應用於離岸風機之Jensen尾跡流修正模型

Abstract

本研究基於計算流體力學結果，開發新的非線性尾跡流模型，以預測風機跡流的動能損失以及速度分布，進而預測下游處風機的發電量。因應2050淨零排放(Net Zero)要求，臺灣政府也著重發展離岸風力發電產業。在密集的海洋風能開發政策之下，離岸風場的規劃與設計相當重要。由於風機跡流影響發電量甚巨，所以在設計風機位置時需要考慮跡流的影響，然而傳統的Jensen線性跡流模型預估速度分布與跡流邊界並不符合大型離岸風場實際情形。因此本研究提出新的非線性顯式模型，搭配動量理論的推導，分析複雜尾跡流現象。該模型假設風速、風向與轉速為定值，利用功率係數計算速度損失，進而分析下游風速與發電量。相較於Jensen模型使用單一擴張係數，新模型由四個定義流場特徵的參數組成，再以雷諾平均納維斯托克斯方程(RANS)的計算結果DTU 10MW風機的尾離情形，並進行新模型參數調校。在預估Horns Rev離岸風場中各別風機和整個風場發電量時，新模型使用極少量計算資源即比傳統Jensen模型更為接近觀測值。經結果顯示，在三種測試風向下，風向為270°誤差最大為13%，風向為222°誤差最大為16%，風向為312°誤差最大為16%；在風向為270°風向偏角±1甚至接近無誤差。新模型實現了任意風向、任意風速、任意風機架設位置等多重自由度，且展示了短時間預測大規模風場的實力。另外，本研究也利用誘導速度與推力的關係，提供了使用致動盤研究風機尾跡流的模型新的計算方法，將使結果更為準確。成果將可以更快速且精確地運用在建置風場時的可行性分析以及預估發電量。

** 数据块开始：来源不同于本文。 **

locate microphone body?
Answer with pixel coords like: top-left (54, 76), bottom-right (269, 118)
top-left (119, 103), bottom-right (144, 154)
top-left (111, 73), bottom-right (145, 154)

This study develops a nonlinear wake flow model based on the result of computational fluid dynamics to predict kinetic energy losses and downstream velocity distribution. The offshore wind power industry in Taiwan targets to fulfill 2050 Net Zero emissions requirement. The intensive development of marine wind energy makes the planning and design of offshore wind farms crucial, with wake effects having a significant impact on power generation. However, the traditional linear wake model, e.g. Jensen, does not accurately predict velocity distribution and wake boundaries in large offshore wind farms. Hence, a new explicit nonlinear model is proposed to analyze complex wake flow phenomenon. This research assumes steady wind speed, wind direction and turbine rotation speed, and predicts velocity deficit using power curve, as well as analyze downstream wind speeds and power generation. Validation of Horns Rev offshore wind farm using the proposed model against shows high precision in the power prediction. The results show that, under three test wind directions, the maximum errors are as follows: 13% for the wind direction of 270 degrees, 16% for the wind direction of 222 degrees, and 16% for the wind direction of 312 degrees. In the case of a wind direction of 270 degrees with a deviation of ±1 degree, the error is nearly negligible. The model's versatility is exemplified by its ability to handle diverse wind directions, speeds, and turbine layouts, illustrating its efficacy in swiftly and accurately forecasting large-scale wind fields. In addition, this research introduces a computational methodology for analyzing turbine wake using the correlation between induced velocity and thrust. These will improve the accuracy of the researches using actuator disk model for wind turbine wake prediction. This approach provide a fast and accurate application in conducting feasibility analyses and estimating power generation during wind farm planning.